★★ / ★★★★
Merida (voiced by Kelly Macdonald) is a princess whose life is planned out by her mother. Each day she is trained how to behave, speak, and express herself as lady, but most of the time her mind is occupied by thoughts of perfecting the craft of the bow and arrow. The tension between the Princess Merida and Queen Elinor (Emma Thompson) reaches a peak when the latter invites three clans to their kingdom and the former must choose which eldest male to marry. Enraged by her mother’s unrelenting efforts to abide by tradition, Merida runs to the woods and comes across a cottage owned by a witch. A deal is made. Merida believes that if her mother is changed somehow then Merida will be free to alter her fate.
Although entertaining on the surface because of its technical mastery, “Brave” does not have a deep enough story in order for the inevitable realizations of mother and daughter to be compelling. And since the screenplay lacks dramatic focus, in its several attempts to establish layers of complexity in the heroine’s personality and motivations, conflicting messages about independence are created instead.
I admired the look of the picture because right from its opening scenes, we immediately get a sense of community and family within the kingdom. The citizens are composed of various shapes and sizes in terms of face and body size but they do not come across as showy. But the longer we spend time looking at them, whether on the side or the background, the more we get a sense of their occupation or where they rank in the hierarchy. Moreover, the indoors and outdoors share equally detailed images, from the many bricks that make up the castle to the verdant leaves of trees just swaying along a light breeze. The people, animals, objects, and plants have a specific energy about them and the animators tend to force them to interact to create fun and exciting action sequences.
In some ways, it is refreshing that the film does not have a defined villain. The witch (Julie Walters) that Merida turns to for help is not at all evil even though the set-up is quite similar to Ariel wanting to pursue her own destiny on Ron Clements’ “The Little Mermaid.” I found the witch funny and adorable but she is not given more than ten minutes of screen time. It is a shame because her look and voice are so different from the other characters that she is immediately memorable. It would have been an interesting twist if the witch had been a sort of role model for Merida without necessarily holding her hand and pushing her to do what is right as it would need to maintain the picture’s goal of creating a strong, independent-thinking, and bow-and-arrow-wielding Disney princess.

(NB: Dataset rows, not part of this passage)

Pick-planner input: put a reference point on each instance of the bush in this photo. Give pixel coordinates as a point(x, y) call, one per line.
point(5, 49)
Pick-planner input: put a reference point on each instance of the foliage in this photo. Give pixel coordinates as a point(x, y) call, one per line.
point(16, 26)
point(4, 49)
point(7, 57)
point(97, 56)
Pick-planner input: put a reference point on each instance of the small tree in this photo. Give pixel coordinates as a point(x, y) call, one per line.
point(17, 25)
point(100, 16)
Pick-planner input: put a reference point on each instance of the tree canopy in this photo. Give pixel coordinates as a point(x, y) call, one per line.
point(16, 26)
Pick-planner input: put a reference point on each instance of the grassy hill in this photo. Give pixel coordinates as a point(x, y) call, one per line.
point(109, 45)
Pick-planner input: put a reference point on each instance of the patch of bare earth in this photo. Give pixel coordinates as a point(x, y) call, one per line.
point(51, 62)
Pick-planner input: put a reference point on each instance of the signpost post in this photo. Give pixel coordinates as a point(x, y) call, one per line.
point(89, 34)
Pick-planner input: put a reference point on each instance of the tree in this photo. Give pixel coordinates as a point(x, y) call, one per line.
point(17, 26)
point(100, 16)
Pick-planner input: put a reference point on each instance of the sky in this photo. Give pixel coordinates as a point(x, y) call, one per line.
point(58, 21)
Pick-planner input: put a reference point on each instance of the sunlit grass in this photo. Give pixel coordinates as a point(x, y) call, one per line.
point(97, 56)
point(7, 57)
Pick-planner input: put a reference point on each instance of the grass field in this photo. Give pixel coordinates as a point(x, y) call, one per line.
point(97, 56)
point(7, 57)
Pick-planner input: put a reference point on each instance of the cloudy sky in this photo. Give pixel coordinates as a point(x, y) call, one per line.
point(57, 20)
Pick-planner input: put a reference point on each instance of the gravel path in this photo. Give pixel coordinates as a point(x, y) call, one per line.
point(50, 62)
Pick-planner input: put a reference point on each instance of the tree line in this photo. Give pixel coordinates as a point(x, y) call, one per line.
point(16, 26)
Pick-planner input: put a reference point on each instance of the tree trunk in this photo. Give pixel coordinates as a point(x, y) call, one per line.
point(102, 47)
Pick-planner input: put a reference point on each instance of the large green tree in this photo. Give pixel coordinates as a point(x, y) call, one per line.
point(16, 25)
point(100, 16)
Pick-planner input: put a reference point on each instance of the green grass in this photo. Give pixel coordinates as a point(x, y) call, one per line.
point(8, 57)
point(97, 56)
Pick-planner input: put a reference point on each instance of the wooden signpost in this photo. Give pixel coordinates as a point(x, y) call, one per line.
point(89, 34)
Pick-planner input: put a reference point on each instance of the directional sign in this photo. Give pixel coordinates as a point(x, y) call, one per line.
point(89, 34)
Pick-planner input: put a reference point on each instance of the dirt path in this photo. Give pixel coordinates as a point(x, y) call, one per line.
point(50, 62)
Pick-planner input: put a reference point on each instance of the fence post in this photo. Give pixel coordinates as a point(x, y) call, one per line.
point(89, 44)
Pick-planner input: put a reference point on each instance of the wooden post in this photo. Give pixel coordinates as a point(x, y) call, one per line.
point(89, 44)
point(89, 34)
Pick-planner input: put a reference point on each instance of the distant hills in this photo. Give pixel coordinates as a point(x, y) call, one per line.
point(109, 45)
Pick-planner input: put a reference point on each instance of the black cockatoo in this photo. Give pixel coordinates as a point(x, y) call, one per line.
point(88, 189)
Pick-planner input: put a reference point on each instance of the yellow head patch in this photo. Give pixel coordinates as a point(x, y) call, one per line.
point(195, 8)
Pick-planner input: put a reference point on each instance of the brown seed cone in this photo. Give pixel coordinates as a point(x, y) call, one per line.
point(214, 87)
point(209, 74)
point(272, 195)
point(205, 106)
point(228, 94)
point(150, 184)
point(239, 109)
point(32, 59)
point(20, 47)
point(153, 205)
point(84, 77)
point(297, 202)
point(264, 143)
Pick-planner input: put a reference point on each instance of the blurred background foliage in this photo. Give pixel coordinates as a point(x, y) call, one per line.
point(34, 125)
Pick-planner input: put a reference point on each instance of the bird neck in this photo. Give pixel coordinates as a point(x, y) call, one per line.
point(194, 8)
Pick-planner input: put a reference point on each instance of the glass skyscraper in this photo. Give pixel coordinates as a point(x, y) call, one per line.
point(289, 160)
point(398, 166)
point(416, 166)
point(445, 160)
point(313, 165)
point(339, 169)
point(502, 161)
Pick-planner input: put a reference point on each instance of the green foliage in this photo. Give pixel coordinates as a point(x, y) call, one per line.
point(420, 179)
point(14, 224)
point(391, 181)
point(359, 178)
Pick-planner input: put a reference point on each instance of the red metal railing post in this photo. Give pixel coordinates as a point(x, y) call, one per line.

In other ways, the film not having a defined villain is its Achilles’ heel. While Merida’s personality is as fiery as her bushy, curly red hair, there is no one for us to root against as strongly as we want Merida to come out on top. The legendary bear named Mor’du is scary especially when up close but we come to learn only very little about him. Not once is he given chance to express himself outside out of angry roars and wild thrashing. It does not help that each time the beast is threatened by a human character with a sharp weapon, I caught myself thinking whether or not the film will show physical contact as opposed to being completely enveloped by the conflict.
Younger children will be entertained by “Brave,” directed by Mark Andrews and Brenda Chapman, because plenty of cute and interesting-looking things grace the screen, the music is quite catching, and there is an element of magic in its world. The rest, however, might feel like so much more could have been done to the story, especially within the context of its Scottish-inspired culture, if the writers had been a little braver to really push the envelope and really think about Merida as a character instead of her commerciality.